Pub Date: April 5th, 2016
ISBN: 978-1-4000-6838-8
Publisher: Random House

A literary novel about cancer and the way a husband and wife try to survive.

Alice is sick. Leukemia. She and her husband, Oliver, once lived in the New York world of “important gallery openings, industry parties, [and] runway shows,” but no longer; now, they navigate chemo and health care and fret about their young daughter growing up without a mother. Alice and Oliver decide to approach the situation with, as they put it, blinders on, trying only to handle each new day. A good strategy—until it drives them into their own heads, breaking down communication and isolating them from each other. Heavy stuff, and Bock (Beautiful Children, 2008) understands his material well, as he went through this sad experience with his own wife. In a way, this novel feels critic-proof: who would dare nitpick a work of such authorial catharsis?
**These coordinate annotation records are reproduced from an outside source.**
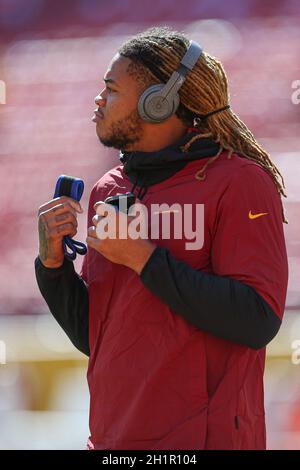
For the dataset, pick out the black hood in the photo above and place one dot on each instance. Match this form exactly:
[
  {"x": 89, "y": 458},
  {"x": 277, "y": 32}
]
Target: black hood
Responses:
[{"x": 147, "y": 168}]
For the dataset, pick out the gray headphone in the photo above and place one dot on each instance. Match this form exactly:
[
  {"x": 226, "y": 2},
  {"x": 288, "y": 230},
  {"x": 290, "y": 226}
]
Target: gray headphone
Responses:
[{"x": 159, "y": 102}]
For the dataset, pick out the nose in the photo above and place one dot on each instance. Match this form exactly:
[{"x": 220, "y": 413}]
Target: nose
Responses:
[{"x": 99, "y": 101}]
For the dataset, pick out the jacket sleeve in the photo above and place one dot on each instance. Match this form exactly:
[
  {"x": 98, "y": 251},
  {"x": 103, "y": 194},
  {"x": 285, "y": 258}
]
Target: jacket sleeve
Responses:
[
  {"x": 66, "y": 294},
  {"x": 243, "y": 300}
]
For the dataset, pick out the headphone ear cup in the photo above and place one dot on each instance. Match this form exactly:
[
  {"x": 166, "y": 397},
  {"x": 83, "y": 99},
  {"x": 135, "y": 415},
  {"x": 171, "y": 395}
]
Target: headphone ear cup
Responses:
[{"x": 153, "y": 107}]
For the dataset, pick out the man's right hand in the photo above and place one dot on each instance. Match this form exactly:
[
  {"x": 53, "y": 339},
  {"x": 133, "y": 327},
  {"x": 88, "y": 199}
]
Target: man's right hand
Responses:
[{"x": 56, "y": 218}]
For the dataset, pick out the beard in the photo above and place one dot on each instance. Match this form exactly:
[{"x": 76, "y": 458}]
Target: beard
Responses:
[{"x": 124, "y": 132}]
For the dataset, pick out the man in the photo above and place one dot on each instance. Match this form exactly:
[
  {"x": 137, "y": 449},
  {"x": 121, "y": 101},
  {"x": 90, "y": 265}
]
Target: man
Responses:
[{"x": 176, "y": 337}]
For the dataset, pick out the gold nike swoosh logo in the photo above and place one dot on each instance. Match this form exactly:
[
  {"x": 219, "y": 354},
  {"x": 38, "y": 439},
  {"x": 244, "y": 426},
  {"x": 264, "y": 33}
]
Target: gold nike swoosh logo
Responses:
[{"x": 255, "y": 216}]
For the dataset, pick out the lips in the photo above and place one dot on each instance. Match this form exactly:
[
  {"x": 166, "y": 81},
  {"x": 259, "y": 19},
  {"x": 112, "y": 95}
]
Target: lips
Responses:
[{"x": 97, "y": 116}]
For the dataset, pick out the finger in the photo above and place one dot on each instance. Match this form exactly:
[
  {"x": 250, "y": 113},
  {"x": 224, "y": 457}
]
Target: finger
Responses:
[
  {"x": 60, "y": 200},
  {"x": 96, "y": 219},
  {"x": 98, "y": 203},
  {"x": 92, "y": 232},
  {"x": 93, "y": 243}
]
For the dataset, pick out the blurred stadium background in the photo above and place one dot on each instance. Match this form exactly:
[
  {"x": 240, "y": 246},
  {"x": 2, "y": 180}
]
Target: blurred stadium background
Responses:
[{"x": 53, "y": 56}]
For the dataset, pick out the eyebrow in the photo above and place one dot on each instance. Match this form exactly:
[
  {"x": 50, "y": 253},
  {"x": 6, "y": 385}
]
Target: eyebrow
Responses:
[{"x": 110, "y": 80}]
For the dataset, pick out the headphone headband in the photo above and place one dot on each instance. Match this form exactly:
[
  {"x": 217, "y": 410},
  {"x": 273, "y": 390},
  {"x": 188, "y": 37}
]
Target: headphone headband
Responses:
[{"x": 159, "y": 102}]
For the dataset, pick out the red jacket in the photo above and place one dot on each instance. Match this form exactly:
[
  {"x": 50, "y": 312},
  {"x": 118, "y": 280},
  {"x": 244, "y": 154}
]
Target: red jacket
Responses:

Stories that use illness as the primary plot engine can invite skepticism. Every reader inherently sympathizes, so the author may have to do less work on the nuance end of things. But Bock’s real act of genius is to start with the cancer, to develop his characters in the shadow of the diagnosis, and then, as the book goes on, to grow the story around the cancer; as family and friends begin showing up to provide sympathy (Alice is skeptical: “All these people got to feel a little better about themselves, and feel sorry for her, and then leave and go on with their normal lives”), we learn more about Alice and Oliver, about their lives. The illness doesn’t interrupt humanity; humanity grows from the illness, which is a narrative strategy that makes the book one of the most moving in recent memory.

A stunning book about Alice and Oliver, yes, but also about the way illness shatters us all.